Von Jan Drees und Christoph Schröder | 17.06.2021
Die Jury bei der Eröffnung den 45. Tage der deutschsprachigen Literatur in Klagenfurt
45. Tage der deutschsprachigen Literatur - Ingeborg Bachmannpreis 2021: die Eröffnung (ORF / (c) Puch Johannes)
Es sind 14 Autorinnen und Autoren, deren Lesungen bereits im Vorfeld aufgezeichnet wurden und sieben Jurorinnen und Juroren mit der neuen Jury-Vorsitzenden Insa Wilke an der Spitze: die 45. Tage der deutschsprachigen Literatur, live aus dem Klagenfurter ORF-Studio. Am Sonntagvormittag werden unter anderem der Ingeborg Bachmann-Preis und der Deutschlandfunk-Preis verliehen. Bereits gestern wurde der traditionsreiche Wettbewerb mit der Klagenfurter Rede zur Literatur des Alt-Juryvorsitzenden und ehemaligen Deutschlandfunk-Literaturredakteurs Hubert Winkels eröffnet. Explizit hat Winkels seine Rede als einen Beitrag zur Literaturkritik gekennzeichnet. Die reglementierte und nicht zweckgebundene Form der Kritik schätzt er als gefährdet ein. Für sein Plädoyer hat sich Winkels diverse Gewährsleute aus der Literaturgeschichte an die Seite geholt:
"Narrative sind, mit Theodor Lessing gesprochen, sprachlich elaborierte Sinngebungen des Sinnlosen. Sie wirken auf der kleinsten Ebene der Begründung eines persönlichen Seufzers oder der politischen Verallgemeinerung einer privaten Zurücksetzungserfahrung über Rechtfertigungen kriegerischer Einsätze bis zur geschichtsphilosophisch plausiblen Herleitung der Gegenwart. (...) Es gibt eine kulturelle Technik, die hier Einblick und entstellenden, gegebenenfalls zersetzenden Zugriff hat, über lange Zeit erarbeitet, immer weiter verfeinert, hoch differenziert und äußerst flexibel, im Kern von Sympathie getrieben: die Literaturkritik nämlich als Narrationskritik und damit zur gesellschaftlichen Allzuständigkeit erhoben – und damit zwingend auch zu deren genauem Gegenteil, der attraktiven Für-Nichts-Zuständigkeit. Kein Grund für Identitäten!"

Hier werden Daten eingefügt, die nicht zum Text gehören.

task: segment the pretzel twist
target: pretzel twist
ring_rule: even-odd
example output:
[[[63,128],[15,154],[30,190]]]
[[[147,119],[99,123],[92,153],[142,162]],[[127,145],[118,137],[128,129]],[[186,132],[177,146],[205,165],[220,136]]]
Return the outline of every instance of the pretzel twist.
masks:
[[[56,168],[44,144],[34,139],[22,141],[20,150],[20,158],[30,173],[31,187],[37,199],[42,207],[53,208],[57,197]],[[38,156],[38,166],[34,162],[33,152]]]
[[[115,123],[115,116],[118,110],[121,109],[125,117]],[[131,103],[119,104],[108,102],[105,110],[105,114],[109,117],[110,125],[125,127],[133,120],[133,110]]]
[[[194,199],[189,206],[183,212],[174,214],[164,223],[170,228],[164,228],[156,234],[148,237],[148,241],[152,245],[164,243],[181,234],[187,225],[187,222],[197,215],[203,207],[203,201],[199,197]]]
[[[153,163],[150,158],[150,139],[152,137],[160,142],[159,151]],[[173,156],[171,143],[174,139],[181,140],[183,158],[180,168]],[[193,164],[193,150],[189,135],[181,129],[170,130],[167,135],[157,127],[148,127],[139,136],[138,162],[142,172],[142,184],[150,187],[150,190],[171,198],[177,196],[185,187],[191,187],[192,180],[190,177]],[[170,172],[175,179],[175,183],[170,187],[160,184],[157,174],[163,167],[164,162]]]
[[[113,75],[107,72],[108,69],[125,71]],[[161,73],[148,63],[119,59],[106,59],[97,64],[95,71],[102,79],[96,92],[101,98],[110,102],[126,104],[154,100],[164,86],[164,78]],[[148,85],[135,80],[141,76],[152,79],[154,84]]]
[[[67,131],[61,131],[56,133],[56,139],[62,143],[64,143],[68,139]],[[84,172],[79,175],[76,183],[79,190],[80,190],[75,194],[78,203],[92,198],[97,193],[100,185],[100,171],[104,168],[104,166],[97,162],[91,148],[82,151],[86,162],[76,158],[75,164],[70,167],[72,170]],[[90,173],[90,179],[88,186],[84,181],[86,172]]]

Ein wunderbares Meta-Geschehen

Katrin Schumacher erkannte im Dlf-"Büchermarkt" eine "Ermächtigungsrede für die Literaturkritik" und sah sich erinnert an die "Rede zur Literatur", die der Schriftsteller Clemens J. Setz 2019 in Klagenfurt gehalten hatte unter dem Titel: "KAYFABE UND LITERATUR". Setz habe hier die Gescriptetheit der Welt herausgearbeitet am Beispiel des Wrestlingsports, und gezeigt, dass Literatur die Fähigkeit hat, Narrative zu entlarven, während Winkels daran anschließend 2021 demonstriert habe, wie Kritik die entlarvenden Narrative der Narrative untersuche. Das sei ein "wunderbares Meta-Geschehen."
Eröffnet wurde der erste Lesungsvormittag von Julia Weber und Heike Geißler. In beiden Texten ging es um Körper, um proletarische Prinzessinnen, beiderseits um Frauen, die über ihre Lebensmitte schreiten, die über 40 Jahre alt sind und die versuchen, sich in der alten und doch nicht mehr heimisch erscheinenden Welt zu verorten. Julia Weber präsentierte die sexuell explizit geschilderte Geschichte einer Entdomestizierung, "hier und da ein bisschen ungeschickt", urteilt Schumacher, die dagegen überzeugt war von "Die Woche", der Geschichte von Heike Geißler, die "immens offen und politisch war." Die 1977 in Leipzig geborene Autorin sehe Texte als Intervention und dem folgend stünde auch im Text "eine Frau von 40 Jahren, verstrickt in ihre Umstände, die sich eine auktoriale Erzählerin wünscht, die das große Narrativ aufbringt", ein Narrativ, das sich aber nicht einstelle.

Unterschied zu Kafka

Die dritte Geschichte "Morgen wache ich auf und dann beginnt das Leben", des Theaterautors Necati Öziri kommt als Brief, gerichtet an einen abwesenden Vater. Das hier mit Franz Kafkas "Brief an den Vater" Verbindende erkannte Christoph Schröder in der problematischen Vaterfigur einerseits und in den Schwierigkeiten des schreibenden Ichs andererseits, "denn gezeigt wird", sagte Schröder, "dass sich dieses Ich auch erst selbst aus dem Text schöpfen muss." Der Unterschied zu Kafka sei wiederum Öziris Versuch, den abwesenden Vater "zu erschreiben, herbeizuschreiben, nicht von sich wegzustoßen, sondern an sich heranzuholen." Möglicherweise sei hier ein Text präsentiert worden, der Chancen habe auf den Publikumspreis, während Schröder gleichzeitig urteilte, dass der heutige Lesungstag von mittlerer Güte gewesen sei.
Nach der Mittagspause folgte dann die Österreicherin Magda Woitzuck mit ihrem Wettbewerbsbeitrag "Die andere Frau". Darin erzählt Judith, die Protagonistin, dass sie einmal gelesen habe, "dass der Schädelknochen einer Frau im Schnitt sieben Millimeter dich ist, der eines Mannes aber nur sechseinhalb. Vielleicht, weil Frauen öfter Gefahr laufen, erschlagen zu werden. Oder weil in ihren Köpfen so viele Gedanken passieren, die nicht hinausdürfen, die eingesperrt bleiben müssen, weil sonst alles zusammenbrechen würde, denkt Judith, Ehen, Familien, die Welt, all das kann nur funktionieren, wenn jemand schweigt."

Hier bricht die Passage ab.